FEBS J. 2021 Oct;288(19):5692-5707. doi: 10.1111/febs.15838. Epub 2021 May 1.
In recent years, epigenetic memory systems have been developed based on DNA methylation and positive feedback systems. Achieving a robust design for these systems is generally a challenging and multifactorial task. We developed and validated a novel mathematical model to describe methylation-based epigenetic memory systems that capture switching dynamics of methylation levels and methyltransferase amounts induced by different inputs. A bifurcation analysis shows that the system operates in the bistable range, but in its current setup is not robust to changes in parameters. An expansion of the model captures heterogeneity of cell populations by accounting for distributed cell division rates. Simulations predict that the system is highly sensitive to variations in temperature, which affects cell division and the efficiency of the zinc finger repressor. A moderate decrease in temperature leads to a highly heterogeneous response to input signals and bistability on a single-cell level. The predictions of our model were confirmed by flow cytometry experiments conducted in this study. Overall, the results of our study give insights into the functional mechanisms of methylation-based memory systems and demonstrate that the switching dynamics can be highly sensitive to experimental conditions.

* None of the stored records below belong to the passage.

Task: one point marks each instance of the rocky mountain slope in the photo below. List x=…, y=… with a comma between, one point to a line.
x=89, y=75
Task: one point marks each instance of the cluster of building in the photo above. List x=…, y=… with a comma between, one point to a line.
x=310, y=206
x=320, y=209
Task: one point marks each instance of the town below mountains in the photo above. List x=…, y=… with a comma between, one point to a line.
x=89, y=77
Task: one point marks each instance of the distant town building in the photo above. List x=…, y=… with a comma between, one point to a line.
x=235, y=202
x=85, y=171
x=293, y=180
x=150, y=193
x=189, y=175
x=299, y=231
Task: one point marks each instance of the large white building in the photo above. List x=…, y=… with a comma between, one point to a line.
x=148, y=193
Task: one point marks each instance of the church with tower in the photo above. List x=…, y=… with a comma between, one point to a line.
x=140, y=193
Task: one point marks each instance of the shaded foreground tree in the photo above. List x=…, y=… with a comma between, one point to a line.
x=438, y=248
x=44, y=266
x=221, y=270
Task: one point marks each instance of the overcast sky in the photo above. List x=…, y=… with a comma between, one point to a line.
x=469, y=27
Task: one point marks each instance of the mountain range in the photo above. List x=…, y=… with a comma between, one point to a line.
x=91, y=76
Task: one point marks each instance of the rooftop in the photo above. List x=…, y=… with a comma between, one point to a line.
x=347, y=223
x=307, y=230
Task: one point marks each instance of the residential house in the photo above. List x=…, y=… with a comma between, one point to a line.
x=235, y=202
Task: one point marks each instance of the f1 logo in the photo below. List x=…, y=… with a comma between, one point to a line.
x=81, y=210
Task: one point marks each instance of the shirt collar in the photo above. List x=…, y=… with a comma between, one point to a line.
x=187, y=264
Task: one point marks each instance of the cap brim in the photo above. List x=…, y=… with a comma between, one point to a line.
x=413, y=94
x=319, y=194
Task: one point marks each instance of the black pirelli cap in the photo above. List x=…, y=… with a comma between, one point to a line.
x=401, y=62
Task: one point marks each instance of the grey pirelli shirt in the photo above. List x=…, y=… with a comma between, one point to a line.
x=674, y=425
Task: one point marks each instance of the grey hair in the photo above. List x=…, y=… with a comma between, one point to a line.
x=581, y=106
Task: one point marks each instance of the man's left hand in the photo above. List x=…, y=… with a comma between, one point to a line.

近年来,基于 DNA 甲基化和正反馈系统,已经开发出了表观遗传记忆系统。实现这些系统的稳健设计通常是一个具有挑战性的多因素任务。我们开发并验证了一种新的数学模型,用于描述基于甲基化的表观遗传记忆系统,该系统可以捕捉不同输入诱导的甲基化水平和甲基转移酶数量的开关动力学。分岔分析表明,该系统在双稳态范围内运行,但在当前设置中,对参数变化不够稳健。通过考虑细胞分裂率的分布,该模型的扩展部分可以捕获细胞群体的异质性。模拟预测,该系统对温度变化非常敏感,温度会影响细胞分裂和锌指抑制剂的效率。温度适度降低会导致对输入信号的高度异质响应,并在单细胞水平上产生双稳态。本研究中的流式细胞术实验验证了我们模型的预测。总的来说,我们的研究结果深入了解了基于甲基化的记忆系统的功能机制,并表明开关动力学对实验条件非常敏感。